Una città credo invece si caratterizzi per il senso di appartenenza e per il protagonismo condiviso di chi vi abita.
Ora, è vero che la “sicurezza” è fondamentale per un vivere sostenibile. Ma oggi, oltre alla sicurezza, è possibile pensare a “città vivibili” intese come realtà in cui la coesione sociale e umana, frutto di intense relazioni, permea il tessuto sociale?
Una città sostenibile è il luogo dove si genera quella grande risorsa che è rappresentata dalle “relazioni tra le persone”.
Occorre allora che le politiche locali favoriscano la costruzione di reti intessute di relazioni aperte. Ciò significa mettere in relazione l’alterità, il diverso, le persone e le culture che animano la città. Significa favorire la costruzione di identità e di appartenenza e indebolire i confini che dividono, in poche parole significa arricchire il patrimonio sociale della città.
Chi governa una città non ha solo il dovere di amministrare le risorse e dare risposte alle esigenze dei cittadini. Deve nel contempo operarsi per un recupero educativo delle coscienze che sappiano porsi delle domande sulle loro capacità di “essere nella città”, sulla capacità di produrre partecipazione, di sostare nella dimensione più dell’ascolto che in quella del giudizio.
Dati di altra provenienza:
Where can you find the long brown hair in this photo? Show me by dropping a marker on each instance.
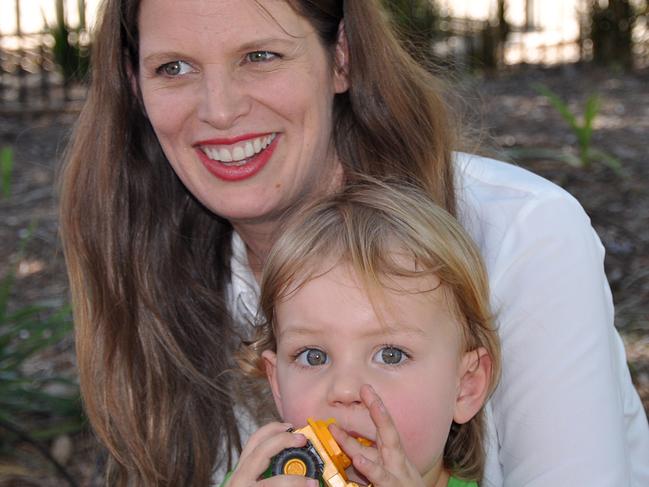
(364, 226)
(149, 265)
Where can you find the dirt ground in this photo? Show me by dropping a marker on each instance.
(514, 116)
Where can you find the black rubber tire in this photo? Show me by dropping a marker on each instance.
(303, 454)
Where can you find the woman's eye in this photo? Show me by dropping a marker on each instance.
(312, 357)
(390, 356)
(260, 56)
(174, 68)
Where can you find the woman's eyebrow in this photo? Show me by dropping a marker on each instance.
(160, 57)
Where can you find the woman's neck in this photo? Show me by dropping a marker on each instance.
(259, 239)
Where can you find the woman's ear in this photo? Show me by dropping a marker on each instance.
(270, 363)
(341, 60)
(475, 379)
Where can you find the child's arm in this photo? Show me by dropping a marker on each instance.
(386, 464)
(264, 444)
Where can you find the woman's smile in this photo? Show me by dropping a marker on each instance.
(237, 159)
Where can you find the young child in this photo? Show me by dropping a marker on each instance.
(377, 315)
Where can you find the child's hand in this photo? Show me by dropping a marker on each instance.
(385, 464)
(263, 445)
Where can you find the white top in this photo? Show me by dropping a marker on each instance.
(565, 412)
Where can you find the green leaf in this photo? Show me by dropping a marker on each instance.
(6, 170)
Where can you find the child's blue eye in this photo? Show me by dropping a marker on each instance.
(390, 356)
(260, 56)
(174, 68)
(312, 357)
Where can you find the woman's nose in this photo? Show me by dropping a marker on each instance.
(223, 99)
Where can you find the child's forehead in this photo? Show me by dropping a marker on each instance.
(384, 304)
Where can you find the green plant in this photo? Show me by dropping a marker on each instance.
(71, 56)
(6, 170)
(38, 404)
(583, 129)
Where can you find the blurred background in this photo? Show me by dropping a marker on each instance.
(558, 86)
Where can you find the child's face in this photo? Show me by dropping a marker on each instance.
(330, 341)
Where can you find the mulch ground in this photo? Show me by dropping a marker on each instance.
(514, 116)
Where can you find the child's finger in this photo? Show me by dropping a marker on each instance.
(387, 434)
(350, 445)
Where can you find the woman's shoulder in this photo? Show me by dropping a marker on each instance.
(501, 204)
(495, 180)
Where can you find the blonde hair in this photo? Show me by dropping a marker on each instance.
(365, 226)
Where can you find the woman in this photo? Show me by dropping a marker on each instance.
(206, 121)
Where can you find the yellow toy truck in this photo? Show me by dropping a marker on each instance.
(320, 459)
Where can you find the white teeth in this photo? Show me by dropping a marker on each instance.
(224, 155)
(239, 153)
(249, 150)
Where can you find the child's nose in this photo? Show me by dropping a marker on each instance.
(344, 389)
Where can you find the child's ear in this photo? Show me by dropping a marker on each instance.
(475, 379)
(270, 363)
(341, 60)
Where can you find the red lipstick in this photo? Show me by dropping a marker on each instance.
(232, 172)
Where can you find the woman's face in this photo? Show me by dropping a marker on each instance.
(240, 95)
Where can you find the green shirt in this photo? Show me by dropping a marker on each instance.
(453, 482)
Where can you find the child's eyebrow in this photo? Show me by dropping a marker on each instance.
(383, 330)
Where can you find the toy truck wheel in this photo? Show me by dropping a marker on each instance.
(296, 461)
La città sostenibile e vivibile deve allora essere un “cantiere aperto”, fatto di radici e di memoria, di storia, ma anche di relazioni, incontri, esperienze e di conseguenza di cambiamenti che contribuiscono a ridefinirla nel corso della storia. Una città non può essere amorfa, immobile culturalmente e socialmente.
Una città che vuole cimentarsi nella dimensione educativa non potrà rinchiudersi in ambiti settoriali di riflessione, ma stimolerà il dialogo con le generazioni, non solo come formula di convivenza pacifica, ma anche nella ricerca di progetti comuni e condivisibili.
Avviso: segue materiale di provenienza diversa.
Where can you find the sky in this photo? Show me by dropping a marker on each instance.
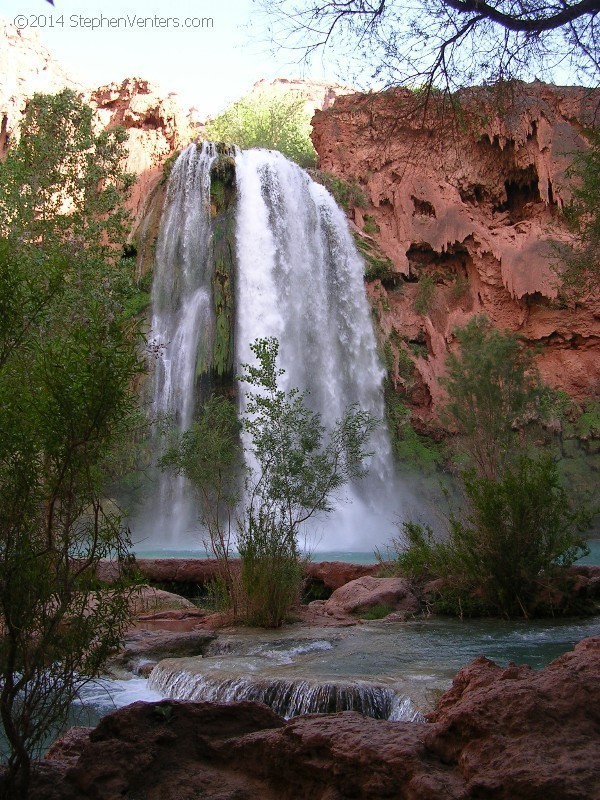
(208, 66)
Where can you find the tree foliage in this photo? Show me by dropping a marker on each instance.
(68, 358)
(493, 390)
(503, 552)
(291, 470)
(579, 267)
(447, 43)
(503, 557)
(210, 456)
(273, 120)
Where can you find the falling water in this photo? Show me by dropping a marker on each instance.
(182, 324)
(300, 279)
(287, 697)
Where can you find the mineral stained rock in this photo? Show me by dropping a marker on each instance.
(499, 733)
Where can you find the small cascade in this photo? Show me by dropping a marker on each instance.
(286, 697)
(182, 324)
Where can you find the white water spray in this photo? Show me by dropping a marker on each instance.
(182, 326)
(300, 279)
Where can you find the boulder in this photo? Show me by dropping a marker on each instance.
(334, 574)
(368, 592)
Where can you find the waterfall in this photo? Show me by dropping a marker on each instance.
(299, 278)
(287, 697)
(182, 325)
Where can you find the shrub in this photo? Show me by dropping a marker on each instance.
(268, 119)
(515, 536)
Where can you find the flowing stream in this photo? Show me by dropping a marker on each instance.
(385, 670)
(299, 278)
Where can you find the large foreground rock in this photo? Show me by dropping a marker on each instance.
(498, 734)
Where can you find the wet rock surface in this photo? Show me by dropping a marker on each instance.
(504, 733)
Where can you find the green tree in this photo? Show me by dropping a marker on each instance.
(519, 525)
(210, 456)
(295, 468)
(493, 390)
(68, 358)
(273, 120)
(504, 556)
(291, 469)
(579, 266)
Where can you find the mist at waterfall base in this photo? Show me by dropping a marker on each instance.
(298, 278)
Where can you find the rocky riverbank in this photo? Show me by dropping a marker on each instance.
(504, 733)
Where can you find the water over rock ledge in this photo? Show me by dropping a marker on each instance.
(504, 733)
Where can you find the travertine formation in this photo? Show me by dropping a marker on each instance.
(466, 203)
(504, 733)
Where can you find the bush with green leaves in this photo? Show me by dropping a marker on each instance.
(519, 526)
(273, 120)
(210, 456)
(68, 361)
(494, 391)
(509, 546)
(292, 468)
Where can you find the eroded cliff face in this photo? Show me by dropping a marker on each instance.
(157, 125)
(466, 205)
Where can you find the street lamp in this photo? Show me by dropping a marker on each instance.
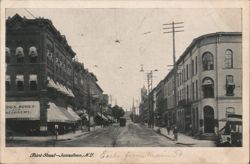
(150, 86)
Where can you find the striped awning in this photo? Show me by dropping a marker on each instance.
(7, 77)
(54, 114)
(70, 110)
(51, 83)
(102, 116)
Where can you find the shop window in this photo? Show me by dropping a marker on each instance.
(230, 110)
(229, 58)
(20, 82)
(33, 82)
(19, 54)
(7, 82)
(33, 54)
(7, 55)
(208, 87)
(230, 86)
(207, 61)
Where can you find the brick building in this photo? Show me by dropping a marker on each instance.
(42, 79)
(208, 84)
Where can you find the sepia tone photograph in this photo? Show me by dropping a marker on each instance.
(80, 94)
(123, 78)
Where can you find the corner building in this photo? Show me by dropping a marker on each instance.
(208, 83)
(39, 77)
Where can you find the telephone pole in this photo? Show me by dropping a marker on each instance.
(173, 28)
Una città educativa promuove tra le famiglie una formazione che permetta loro di aiutare i propri figli a crescere e a capire la città con spirito di reciproco rispetto.
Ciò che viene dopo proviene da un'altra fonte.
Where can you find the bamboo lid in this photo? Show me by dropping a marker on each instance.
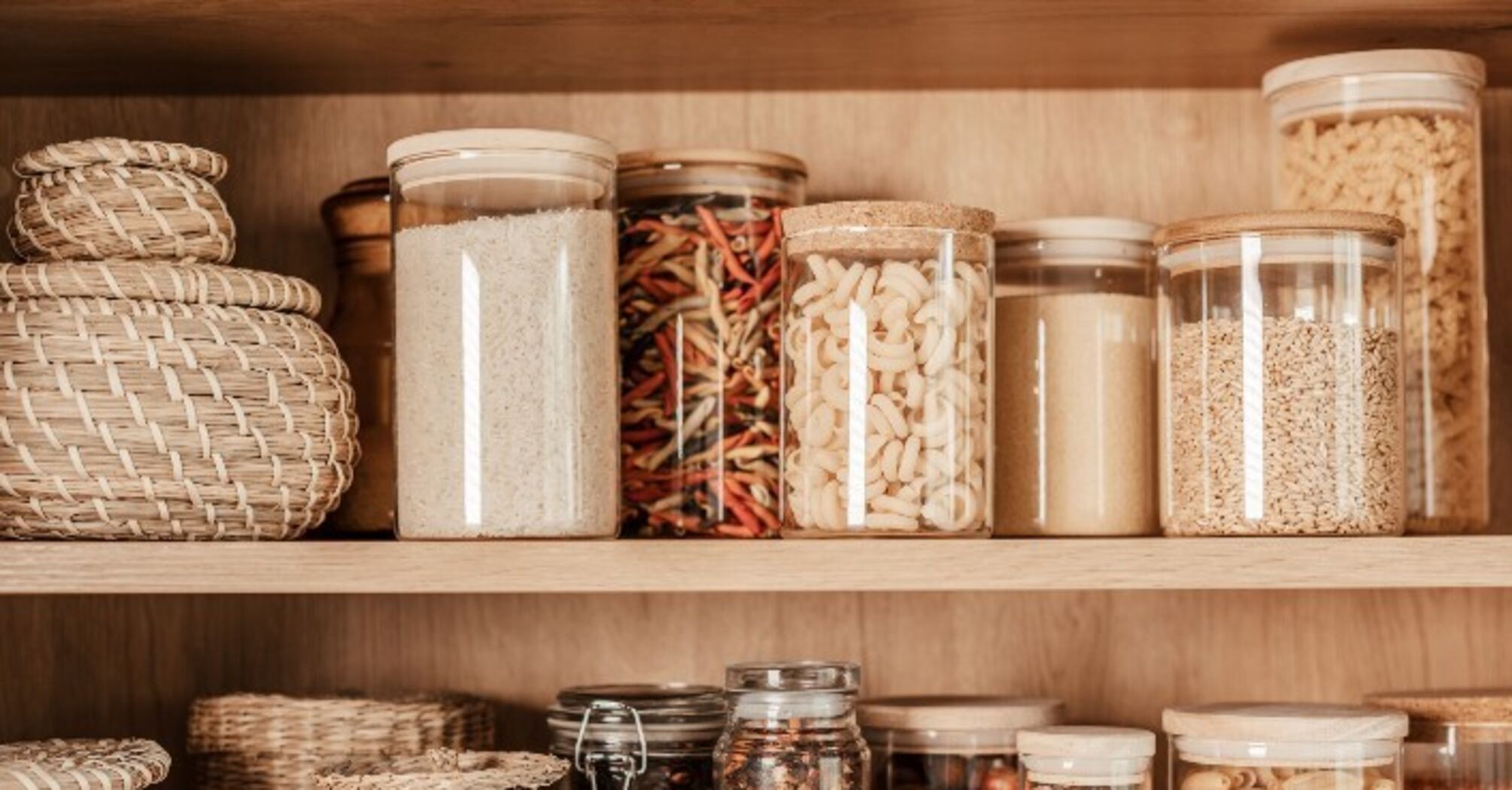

Una città educativa deve poi offrire ai suoi abitanti una formazione sui valori e le pratiche della cittadinanza democratica: il rispetto, la tolleranza, la partecipazione, la responsabilità e l’interesse per la cosa pubblica, per i suoi programmi, i suoi beni e i suoi servizi.
Ne consegue che socializzazione, ascolto, promozione, riconoscimento reciproco, educazione, valorizzazione e partecipazione sono alcune delle parole chiave che dovrebbero ispirare le politiche di chi amministra una città.
Solo così le nostre città potranno divenire “sostenibili e vivibili” nella convinzione che solo attivando processi “educativi” si potranno produrre cambiamenti non solo strutturali, ma soprattutto di mentalità, per non smarrire l’orientamento di essere cittadini più consapevoli del nostro ruolo di coprotagonisti delle trasformazioni profonde e rapide che attraversano le nostre città.